Re: [PATCH] panic: release stale console lock to always get the logbuf printed out

From: Jan Kara
Date: Thu Oct 08 2015 - 05:02:12 EST


On Wed 07-10-15 15:34:08, Andrew Morton wrote:
> (cc Jan)
>
> On Wed, 7 Oct 2015 19:02:22 +0200 Vitaly Kuznetsov <vkuznets@xxxxxxxxxx> wrote:
>
> > In some cases we may end up killing the CPU holding the console lock
> > while still having valuable data in logbuf. E.g. I'm observing the
> > following:
> > - A crash is happening on one CPU and console_unlock() is being called on
> > some other.
> > - console_unlock() tries to print out the buffer before releasing the lock
> > and on slow console it takes time.
> > - in the meanwhile crashing CPU does lots of printk()-s with valuable data
> > (which go to the logbuf) and sends IPIs to all other CPUs.
> > - console_unlock() finishes printing previous chunk and enables interrupts
> > before trying to print out the rest, the CPU catches the IPI and never
> > releases console lock.
>
> Why doesn't the lock-owning CPU release the console lock? Because it
> was stopped by smp_send_stop() in panic()?
>
> I don't recall why we stop CPUs in panic(), and of course we didn't
> document the reason. I guess it makes sense from the "what else can we
> do" point of view, but I wonder if we can just do it later on - that
> would fix this problem?
>
> (dumb aside: why doesn't smp_send_stop() stop the calling CPU?)
>
> > This is not the only possible case: in VT/fb subsystems we have many other
> > console_lock()/console_unlock() users.
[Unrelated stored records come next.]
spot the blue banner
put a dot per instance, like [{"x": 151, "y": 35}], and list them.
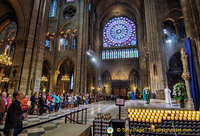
[{"x": 194, "y": 87}]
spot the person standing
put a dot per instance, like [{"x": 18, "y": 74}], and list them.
[
  {"x": 33, "y": 102},
  {"x": 15, "y": 116},
  {"x": 2, "y": 107},
  {"x": 167, "y": 95}
]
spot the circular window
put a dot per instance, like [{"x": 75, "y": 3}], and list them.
[{"x": 69, "y": 12}]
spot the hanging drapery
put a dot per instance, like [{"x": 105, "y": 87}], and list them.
[{"x": 194, "y": 87}]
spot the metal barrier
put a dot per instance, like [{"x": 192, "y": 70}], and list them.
[
  {"x": 66, "y": 117},
  {"x": 74, "y": 116}
]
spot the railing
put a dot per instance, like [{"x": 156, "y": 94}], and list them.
[{"x": 74, "y": 116}]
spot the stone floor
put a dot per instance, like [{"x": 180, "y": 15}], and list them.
[{"x": 93, "y": 109}]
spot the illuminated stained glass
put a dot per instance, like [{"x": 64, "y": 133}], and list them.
[
  {"x": 103, "y": 54},
  {"x": 131, "y": 53},
  {"x": 118, "y": 53},
  {"x": 123, "y": 53},
  {"x": 115, "y": 54},
  {"x": 136, "y": 53},
  {"x": 127, "y": 53},
  {"x": 119, "y": 31},
  {"x": 62, "y": 43},
  {"x": 111, "y": 54},
  {"x": 107, "y": 54},
  {"x": 47, "y": 45},
  {"x": 52, "y": 10},
  {"x": 70, "y": 0}
]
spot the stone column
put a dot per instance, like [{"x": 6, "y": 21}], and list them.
[
  {"x": 191, "y": 14},
  {"x": 186, "y": 77},
  {"x": 53, "y": 80},
  {"x": 153, "y": 46}
]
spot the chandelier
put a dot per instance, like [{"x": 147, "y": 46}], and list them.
[
  {"x": 5, "y": 60},
  {"x": 44, "y": 79},
  {"x": 65, "y": 78}
]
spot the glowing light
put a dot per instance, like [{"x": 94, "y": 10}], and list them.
[
  {"x": 119, "y": 31},
  {"x": 94, "y": 60}
]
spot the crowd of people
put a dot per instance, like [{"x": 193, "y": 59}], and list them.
[
  {"x": 15, "y": 110},
  {"x": 54, "y": 102}
]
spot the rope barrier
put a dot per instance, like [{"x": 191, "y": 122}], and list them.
[{"x": 44, "y": 122}]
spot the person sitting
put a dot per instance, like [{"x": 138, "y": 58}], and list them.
[{"x": 15, "y": 116}]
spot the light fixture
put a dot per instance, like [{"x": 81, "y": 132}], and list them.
[
  {"x": 65, "y": 78},
  {"x": 44, "y": 79}
]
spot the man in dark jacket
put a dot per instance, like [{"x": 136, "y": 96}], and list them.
[{"x": 15, "y": 115}]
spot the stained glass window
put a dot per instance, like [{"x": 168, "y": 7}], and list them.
[
  {"x": 115, "y": 54},
  {"x": 47, "y": 45},
  {"x": 107, "y": 54},
  {"x": 127, "y": 53},
  {"x": 136, "y": 53},
  {"x": 90, "y": 6},
  {"x": 62, "y": 43},
  {"x": 75, "y": 42},
  {"x": 111, "y": 54},
  {"x": 52, "y": 10},
  {"x": 67, "y": 46},
  {"x": 103, "y": 55},
  {"x": 119, "y": 54},
  {"x": 72, "y": 81},
  {"x": 70, "y": 0},
  {"x": 123, "y": 53},
  {"x": 119, "y": 31}
]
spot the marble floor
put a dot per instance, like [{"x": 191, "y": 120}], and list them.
[{"x": 93, "y": 109}]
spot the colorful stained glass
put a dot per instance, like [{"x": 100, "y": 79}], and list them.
[
  {"x": 52, "y": 10},
  {"x": 107, "y": 54},
  {"x": 119, "y": 54},
  {"x": 136, "y": 53},
  {"x": 62, "y": 43},
  {"x": 70, "y": 0},
  {"x": 115, "y": 54},
  {"x": 47, "y": 45},
  {"x": 74, "y": 42},
  {"x": 131, "y": 53},
  {"x": 72, "y": 81},
  {"x": 103, "y": 55},
  {"x": 120, "y": 31},
  {"x": 127, "y": 53},
  {"x": 111, "y": 54},
  {"x": 123, "y": 53}
]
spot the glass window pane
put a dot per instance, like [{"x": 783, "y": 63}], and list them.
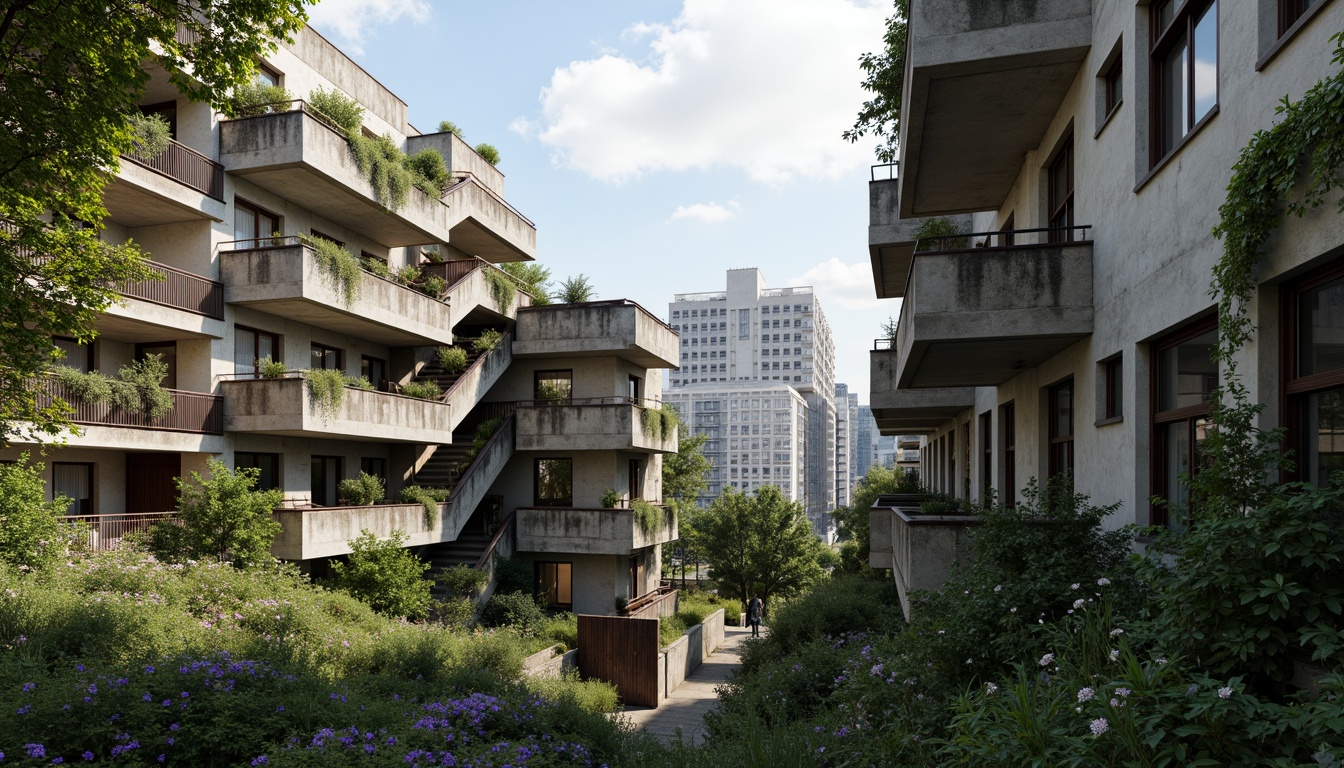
[
  {"x": 1320, "y": 318},
  {"x": 1206, "y": 62},
  {"x": 1186, "y": 373}
]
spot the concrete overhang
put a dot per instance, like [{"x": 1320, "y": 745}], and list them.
[
  {"x": 311, "y": 164},
  {"x": 608, "y": 424},
  {"x": 285, "y": 406},
  {"x": 980, "y": 316},
  {"x": 983, "y": 82},
  {"x": 285, "y": 280},
  {"x": 565, "y": 530},
  {"x": 597, "y": 328}
]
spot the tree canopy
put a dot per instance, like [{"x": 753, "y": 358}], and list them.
[
  {"x": 73, "y": 77},
  {"x": 885, "y": 78},
  {"x": 758, "y": 545}
]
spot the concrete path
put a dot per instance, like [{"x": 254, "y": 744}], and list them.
[{"x": 684, "y": 710}]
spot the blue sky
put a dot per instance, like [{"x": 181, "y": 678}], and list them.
[{"x": 656, "y": 143}]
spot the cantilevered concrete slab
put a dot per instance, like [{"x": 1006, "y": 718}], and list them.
[
  {"x": 979, "y": 316},
  {"x": 983, "y": 81}
]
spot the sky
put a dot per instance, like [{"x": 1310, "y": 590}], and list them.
[{"x": 656, "y": 143}]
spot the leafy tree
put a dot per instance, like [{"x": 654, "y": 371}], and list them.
[
  {"x": 885, "y": 75},
  {"x": 758, "y": 545},
  {"x": 535, "y": 279},
  {"x": 575, "y": 291},
  {"x": 30, "y": 526},
  {"x": 385, "y": 574},
  {"x": 73, "y": 77},
  {"x": 223, "y": 518},
  {"x": 852, "y": 521}
]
Non-masked interrupts (or receiving
> > NMI in case of extreme slowness) will have the same result. Getting the
> > whole console buffer printed out on crash should be top priority.
>
> Yes, this is a pretty big hole in the logic.
>
> > --- a/kernel/panic.c
> > +++ b/kernel/panic.c
> > @@ -23,6 +23,7 @@
> > #include <linux/sysrq.h>
> > #include <linux/init.h>
> > #include <linux/nmi.h>
> > +#include <linux/console.h>
> >
> > #define PANIC_TIMER_STEP 100
> > #define PANIC_BLINK_SPD 18
> > @@ -147,6 +148,15 @@ void panic(const char *fmt, ...)
> >
> > bust_spinlocks(0);
> >
> > + /*
> > + * We may have ended up killing the CPU holding the lock and still have
> > + * some valuable data in console buffer. Try to acquire the lock and
> > + * release it regardless of the result. The release will also print the
> > + * buffers out.
> > + */
> > + console_trylock();
> > + console_unlock();
> > +
>
> "killing the CPU" is a bit vague. How's this look?
>
> --- a/kernel/panic.c~panic-release-stale-console-lock-to-always-get-the-logbuf-printed-out-fix
> +++ a/kernel/panic.c
> @@ -149,10 +149,10 @@ void panic(const char *fmt, ...)
> bust_spinlocks(0);
>
> /*
> - * We may have ended up killing the CPU holding the lock and still have
> - * some valuable data in console buffer. Try to acquire the lock and
> - * release it regardless of the result. The release will also print the
> - * buffers out.
> + * We may have ended up stopping the CPU holding the lock (in
> + * smp_send_stop()) while still having some valuable data in the console
> + * buffer. Try to acquire the lock then release it regardless of the
> + * result. The release will also print the buffers out.
> */
> console_trylock();
> console_unlock();
> _
>
>
> Does the console_trylock() guarantee that the console lock is now held?
> If the console_lock-holding CPU is still running then there's a window
> where the above code could enter console_unlock() when nobody's holding
> console_lock. If smp_send_stop() always works (synchronously) then
> that won't happen.

We have this mechanism using zap_locks() in kernel/printk/printk.c when
crash happens on the CPU holding console_sem. Can't we use the same
mechanism for this case? Something like adding:

zap_locks();
console_lock();
console_unlock();

to panic? If we picked up patch "kernel: Avoid softlockups in
stop_machine() during heavy printing" from my series (it's completely
independent, I've attached the latest version), the result would look less
hacky to me (attached). Thoughts?

Warning, the result is untested... I can do some testing and official
posting of the two patches if people agree we want to got down this path.

Honza
--
Jan Kara <jack@xxxxxxxx>
SUSE Labs, CR